Will pressure from the United States, fear of losing the last dollar correspondent account and an impending vote on admission into the OECD finally force Latvia to curb the laundering of dirty money for shady figures from the former Soviet Union via Latvia’s non-resident banks?

 

Last autumn two heads of influential security committees of the Latvian parliament had a rather unpleasant conversation with high ranking Treasury official in Washington.

Ainārs Latkovskis, head of the Latvia’s parliamentary Defense Committee, said in an interview with Re:Baltica, recounting a conversation with Treasury’s Assistant Secretary for Terrorist Financing Daniel Glaser:

“Although your country is small, and your administration is small, the amount of dollars going through your financial system is one per cent of all U.S. dollar transactions in the world. That’s hundreds and hundreds of millions. You must be able to control it. How you do it is up to you,”

A similar message awaited Latkovskis and Solvita Āboltiņa, head of the National Security Committee, at the Department of State. The need to finally start seriously clamping down on the stream of dirty millions flowing through Latvia, mostly from the former Soviet Union, was constantly mentioned by the new U.S. ambassador in each of her introductory visits to Riga.

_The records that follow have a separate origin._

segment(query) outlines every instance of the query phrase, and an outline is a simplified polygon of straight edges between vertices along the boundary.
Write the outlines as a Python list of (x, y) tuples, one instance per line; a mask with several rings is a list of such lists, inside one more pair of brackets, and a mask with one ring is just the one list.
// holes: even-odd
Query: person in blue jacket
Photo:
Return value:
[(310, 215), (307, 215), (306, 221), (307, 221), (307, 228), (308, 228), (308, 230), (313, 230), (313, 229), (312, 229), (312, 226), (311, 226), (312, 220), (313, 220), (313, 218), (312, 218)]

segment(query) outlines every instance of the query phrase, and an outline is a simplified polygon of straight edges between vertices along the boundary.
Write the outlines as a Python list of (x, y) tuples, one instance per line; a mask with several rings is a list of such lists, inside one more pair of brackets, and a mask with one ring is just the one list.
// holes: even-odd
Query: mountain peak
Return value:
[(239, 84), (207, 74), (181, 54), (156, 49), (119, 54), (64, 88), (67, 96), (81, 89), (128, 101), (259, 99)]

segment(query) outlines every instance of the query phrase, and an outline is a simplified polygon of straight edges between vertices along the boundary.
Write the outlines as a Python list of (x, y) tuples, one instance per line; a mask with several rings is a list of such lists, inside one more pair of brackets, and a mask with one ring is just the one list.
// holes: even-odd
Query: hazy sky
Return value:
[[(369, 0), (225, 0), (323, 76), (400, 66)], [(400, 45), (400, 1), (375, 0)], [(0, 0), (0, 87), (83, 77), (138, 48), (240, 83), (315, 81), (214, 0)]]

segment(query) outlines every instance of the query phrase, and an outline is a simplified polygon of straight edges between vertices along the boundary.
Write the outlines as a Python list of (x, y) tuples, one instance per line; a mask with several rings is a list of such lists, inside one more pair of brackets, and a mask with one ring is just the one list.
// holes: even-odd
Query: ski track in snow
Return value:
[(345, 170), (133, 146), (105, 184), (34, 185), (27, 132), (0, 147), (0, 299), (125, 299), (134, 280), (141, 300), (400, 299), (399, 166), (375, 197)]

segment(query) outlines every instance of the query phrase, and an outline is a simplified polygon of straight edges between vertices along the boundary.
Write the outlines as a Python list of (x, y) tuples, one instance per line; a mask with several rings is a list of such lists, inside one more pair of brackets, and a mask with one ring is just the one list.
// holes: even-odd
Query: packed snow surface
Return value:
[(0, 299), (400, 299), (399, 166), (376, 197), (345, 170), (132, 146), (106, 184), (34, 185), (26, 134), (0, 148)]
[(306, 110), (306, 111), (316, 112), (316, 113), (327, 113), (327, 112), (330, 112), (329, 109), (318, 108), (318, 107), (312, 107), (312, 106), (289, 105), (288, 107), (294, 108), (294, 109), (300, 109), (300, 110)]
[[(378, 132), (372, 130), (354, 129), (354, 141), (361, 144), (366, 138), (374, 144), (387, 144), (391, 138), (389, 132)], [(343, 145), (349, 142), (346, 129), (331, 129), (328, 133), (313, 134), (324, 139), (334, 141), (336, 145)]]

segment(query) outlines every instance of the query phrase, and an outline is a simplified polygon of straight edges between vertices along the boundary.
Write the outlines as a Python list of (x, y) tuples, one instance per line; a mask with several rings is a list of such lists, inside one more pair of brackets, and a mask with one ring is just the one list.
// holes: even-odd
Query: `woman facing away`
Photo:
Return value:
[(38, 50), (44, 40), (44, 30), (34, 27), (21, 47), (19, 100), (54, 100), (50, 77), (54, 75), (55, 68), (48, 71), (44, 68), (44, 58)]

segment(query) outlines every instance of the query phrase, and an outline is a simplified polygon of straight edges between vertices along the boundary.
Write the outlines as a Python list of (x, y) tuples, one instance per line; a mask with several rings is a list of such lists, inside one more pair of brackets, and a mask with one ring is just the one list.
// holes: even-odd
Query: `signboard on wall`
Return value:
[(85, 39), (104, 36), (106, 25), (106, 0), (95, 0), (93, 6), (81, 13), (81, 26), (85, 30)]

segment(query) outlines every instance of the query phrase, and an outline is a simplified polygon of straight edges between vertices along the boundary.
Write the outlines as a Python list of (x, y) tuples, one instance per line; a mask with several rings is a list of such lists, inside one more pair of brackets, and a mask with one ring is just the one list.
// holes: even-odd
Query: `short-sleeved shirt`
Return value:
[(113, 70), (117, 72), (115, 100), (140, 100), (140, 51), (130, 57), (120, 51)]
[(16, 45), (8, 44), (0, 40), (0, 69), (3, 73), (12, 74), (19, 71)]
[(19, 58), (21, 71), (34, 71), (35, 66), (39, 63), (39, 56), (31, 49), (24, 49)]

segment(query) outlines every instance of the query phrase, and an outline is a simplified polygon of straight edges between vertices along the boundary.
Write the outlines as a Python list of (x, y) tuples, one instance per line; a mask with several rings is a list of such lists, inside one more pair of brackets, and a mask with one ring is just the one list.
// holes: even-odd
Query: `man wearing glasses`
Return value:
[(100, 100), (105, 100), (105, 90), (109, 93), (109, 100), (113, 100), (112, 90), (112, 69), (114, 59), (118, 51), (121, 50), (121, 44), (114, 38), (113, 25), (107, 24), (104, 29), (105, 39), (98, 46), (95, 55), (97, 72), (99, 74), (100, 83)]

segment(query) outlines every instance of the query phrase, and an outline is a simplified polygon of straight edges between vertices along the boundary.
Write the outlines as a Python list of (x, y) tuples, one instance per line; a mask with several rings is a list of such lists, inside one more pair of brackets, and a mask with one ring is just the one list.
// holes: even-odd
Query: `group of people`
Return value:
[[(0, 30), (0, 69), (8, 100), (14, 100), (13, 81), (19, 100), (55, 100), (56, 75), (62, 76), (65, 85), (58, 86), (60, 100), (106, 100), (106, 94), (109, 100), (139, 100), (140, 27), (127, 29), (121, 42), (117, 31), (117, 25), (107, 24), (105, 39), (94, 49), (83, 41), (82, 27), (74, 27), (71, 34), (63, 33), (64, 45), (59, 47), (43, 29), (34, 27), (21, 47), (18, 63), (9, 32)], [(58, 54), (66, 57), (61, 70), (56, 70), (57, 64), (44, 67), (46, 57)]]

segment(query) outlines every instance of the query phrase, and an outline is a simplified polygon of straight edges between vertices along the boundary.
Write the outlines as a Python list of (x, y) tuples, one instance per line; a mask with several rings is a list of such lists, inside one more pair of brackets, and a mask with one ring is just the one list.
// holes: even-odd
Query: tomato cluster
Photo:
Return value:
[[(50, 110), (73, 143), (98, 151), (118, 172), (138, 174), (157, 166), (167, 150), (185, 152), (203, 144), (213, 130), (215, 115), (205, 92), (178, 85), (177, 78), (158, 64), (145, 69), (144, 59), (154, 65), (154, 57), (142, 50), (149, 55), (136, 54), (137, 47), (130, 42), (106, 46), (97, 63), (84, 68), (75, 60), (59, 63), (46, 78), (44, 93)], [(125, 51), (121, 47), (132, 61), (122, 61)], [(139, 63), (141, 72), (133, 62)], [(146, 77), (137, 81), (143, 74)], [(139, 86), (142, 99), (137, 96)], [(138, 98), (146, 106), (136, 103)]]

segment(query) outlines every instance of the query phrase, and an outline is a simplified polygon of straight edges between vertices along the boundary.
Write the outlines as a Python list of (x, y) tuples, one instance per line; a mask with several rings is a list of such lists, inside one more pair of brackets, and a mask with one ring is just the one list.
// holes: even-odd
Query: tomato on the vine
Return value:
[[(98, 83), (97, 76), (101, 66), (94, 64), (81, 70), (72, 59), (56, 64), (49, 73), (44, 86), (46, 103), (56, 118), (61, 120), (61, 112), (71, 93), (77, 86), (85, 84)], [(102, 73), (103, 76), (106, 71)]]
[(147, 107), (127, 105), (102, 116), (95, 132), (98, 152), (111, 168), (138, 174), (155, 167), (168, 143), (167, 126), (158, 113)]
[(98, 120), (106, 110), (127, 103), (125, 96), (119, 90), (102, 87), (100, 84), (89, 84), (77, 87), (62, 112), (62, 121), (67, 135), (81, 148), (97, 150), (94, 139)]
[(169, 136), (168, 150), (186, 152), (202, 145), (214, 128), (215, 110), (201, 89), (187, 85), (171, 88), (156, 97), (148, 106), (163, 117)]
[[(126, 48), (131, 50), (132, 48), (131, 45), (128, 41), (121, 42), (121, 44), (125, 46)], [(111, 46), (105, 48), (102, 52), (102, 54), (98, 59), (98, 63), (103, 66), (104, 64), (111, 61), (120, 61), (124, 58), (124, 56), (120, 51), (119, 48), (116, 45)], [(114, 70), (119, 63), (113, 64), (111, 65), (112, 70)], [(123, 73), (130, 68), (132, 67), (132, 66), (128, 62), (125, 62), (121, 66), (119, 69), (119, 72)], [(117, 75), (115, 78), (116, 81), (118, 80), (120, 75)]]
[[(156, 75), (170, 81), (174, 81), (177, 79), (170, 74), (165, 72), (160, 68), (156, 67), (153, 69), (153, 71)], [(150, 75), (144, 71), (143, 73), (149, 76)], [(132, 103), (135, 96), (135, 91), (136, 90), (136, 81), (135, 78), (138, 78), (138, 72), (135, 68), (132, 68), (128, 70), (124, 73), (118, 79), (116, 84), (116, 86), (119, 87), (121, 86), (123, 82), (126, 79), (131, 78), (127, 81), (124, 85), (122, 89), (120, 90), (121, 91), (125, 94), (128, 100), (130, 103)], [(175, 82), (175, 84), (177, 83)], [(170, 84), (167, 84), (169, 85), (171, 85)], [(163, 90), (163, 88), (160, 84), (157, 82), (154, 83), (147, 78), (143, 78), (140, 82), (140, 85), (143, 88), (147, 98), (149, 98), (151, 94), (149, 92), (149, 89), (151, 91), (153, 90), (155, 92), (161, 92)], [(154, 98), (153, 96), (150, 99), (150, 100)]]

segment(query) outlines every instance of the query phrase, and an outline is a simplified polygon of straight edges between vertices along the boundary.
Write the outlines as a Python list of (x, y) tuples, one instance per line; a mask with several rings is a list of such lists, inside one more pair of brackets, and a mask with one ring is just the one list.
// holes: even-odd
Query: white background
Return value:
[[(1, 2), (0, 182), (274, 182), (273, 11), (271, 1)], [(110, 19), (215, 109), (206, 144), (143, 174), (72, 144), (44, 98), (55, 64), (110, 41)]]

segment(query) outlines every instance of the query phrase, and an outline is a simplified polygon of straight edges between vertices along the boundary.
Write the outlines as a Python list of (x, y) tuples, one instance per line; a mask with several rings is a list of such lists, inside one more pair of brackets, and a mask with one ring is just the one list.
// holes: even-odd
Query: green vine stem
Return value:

It was also brought to the attention of Latvia’s Minister of Foreign Affairs by close associates of the U.S. Secretary of State.

In January, 2016, the subject was raised in the U.S. Congress. When speaking about the $1 billion stolen from Moldova and the three Latvian banks, Congresswoman Sheila Jackson Lee said:

“These banks appear to be financial institutions controlled by associates and friends of Russian President Vladimir Putin who have a demonstrated history of plundering the national treasuries of the former CIS countries.”

She called upon the White House and the Congress to investigate whether the funds end up in the hands of terrorist organisations.

The risk now is for the country to be slapped in the face with a “no” from the Organisation for Economic Co-operation and Development (OECD) which Latvia is eager to join, as well as the possibility of losing its last dollar correspondent account in a western financial institution that’s still cooperating with Latvian banks, and pressure from the U.S. are the reasons why the political elite and the banking supervisor of Latvia have suddenly awoken from lethargy.